Bitcoin dipped below the long-held support at $30,000 on Tuesday, hitting the lowest level since Jan. 28.
The cryptocurrency traded at $29,700 shortly before press time, bringing the year-to-date gain down to just 3%, according to CoinDesk 20 data.
The drop comes a day after the People’s Bank of China ordered the country’s major financial institutions to stop facilitating crypto transactions and signals an end of the four-week-long consolidation between $30,000 and $40,000.
The market looks south with demand-side pressures weakening in the wake of regulatory fears and the Federal Reserve’s recent hawkish tilt, analysts told CoinDesk.
“There’s no direct evidence showing people in China are buying the BTC dip. As shown in the ChaiNext tether (USDT) OTC index, the value hovered at 99 for the last few weeks in June, which shows a slight discount in trading USDT,” Matthew Lam, an analyst at crypto exchange OKEx, said.
“There is little evidence of dip demand. People are still sidelined,” Amber Funds said in a Telegram chat.
Bitcoin peaked above $64,000 in mid-April and fell by 35% in May on the back of concerns regarding the negative environmental impact of cryptocurrency mining and renewed regulatory crackdown in China.
Last week, the Federal Reserve unexpectedly brought forward the timing of the first interest rate hike to 2023, adding to bearish pressures around the cryptocurrency.
While bitcoin is down 8% on a 24-hour basis, other major coins like ether, XRP, and cardano are nursing 10%-20% losses.
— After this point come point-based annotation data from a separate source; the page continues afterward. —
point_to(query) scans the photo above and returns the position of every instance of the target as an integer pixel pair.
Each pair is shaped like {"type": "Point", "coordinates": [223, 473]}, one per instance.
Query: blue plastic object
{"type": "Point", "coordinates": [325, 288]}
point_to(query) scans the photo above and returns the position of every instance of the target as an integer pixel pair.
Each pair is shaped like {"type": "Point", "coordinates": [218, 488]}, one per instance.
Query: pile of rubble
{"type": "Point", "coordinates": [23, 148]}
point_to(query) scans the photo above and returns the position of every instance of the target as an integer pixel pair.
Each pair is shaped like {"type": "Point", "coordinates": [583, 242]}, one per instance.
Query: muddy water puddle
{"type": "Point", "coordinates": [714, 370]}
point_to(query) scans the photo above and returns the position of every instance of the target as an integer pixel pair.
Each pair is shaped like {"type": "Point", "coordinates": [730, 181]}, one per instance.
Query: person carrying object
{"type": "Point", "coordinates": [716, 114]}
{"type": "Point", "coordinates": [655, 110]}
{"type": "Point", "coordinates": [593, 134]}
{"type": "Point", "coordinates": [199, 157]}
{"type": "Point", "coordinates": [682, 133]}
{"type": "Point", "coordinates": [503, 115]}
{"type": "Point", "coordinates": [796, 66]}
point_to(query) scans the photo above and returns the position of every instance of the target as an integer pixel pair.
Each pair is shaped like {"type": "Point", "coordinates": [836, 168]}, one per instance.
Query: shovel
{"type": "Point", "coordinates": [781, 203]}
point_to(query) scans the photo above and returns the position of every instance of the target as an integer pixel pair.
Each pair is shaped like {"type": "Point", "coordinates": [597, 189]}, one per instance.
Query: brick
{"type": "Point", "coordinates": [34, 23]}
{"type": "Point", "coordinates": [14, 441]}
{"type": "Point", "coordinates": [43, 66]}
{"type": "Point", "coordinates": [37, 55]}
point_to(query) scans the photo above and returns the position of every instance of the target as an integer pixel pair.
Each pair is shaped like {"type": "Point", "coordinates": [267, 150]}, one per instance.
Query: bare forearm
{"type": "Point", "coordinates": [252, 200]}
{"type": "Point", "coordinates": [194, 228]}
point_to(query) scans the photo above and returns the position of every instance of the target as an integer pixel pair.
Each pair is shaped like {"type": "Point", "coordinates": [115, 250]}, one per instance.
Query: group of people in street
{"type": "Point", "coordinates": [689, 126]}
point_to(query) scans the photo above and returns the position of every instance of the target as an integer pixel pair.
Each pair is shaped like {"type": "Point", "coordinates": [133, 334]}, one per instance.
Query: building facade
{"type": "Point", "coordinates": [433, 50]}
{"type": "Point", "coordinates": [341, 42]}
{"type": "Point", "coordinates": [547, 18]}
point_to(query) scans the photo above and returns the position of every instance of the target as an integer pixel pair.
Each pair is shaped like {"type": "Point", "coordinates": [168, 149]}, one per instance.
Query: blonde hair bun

Dogecoin, the joke cryptocurrency, is trading 25% lower.
As such, bitcoin’s dominance rate, or the top cryptocurrency’s share in the total market, has hit one-month highs above 47%, per data source TradingView.
Matthew Dibb, COO, and co-founder of Stack Funds, foresees a further rise in bitcoin’s dominance rate.
“I personally think the best trade right now for crypto (regardless of direction) is long bitcoin dominance or short alternative cryptocurrencies against bitcoin,” Dibb told CoinDesk.
“If the market falls, bitcoin should fall less than altcoins (we are seeing that recently),” Dibb said. “If the sentiment recovers, bitcoin will go up more than altcoins.”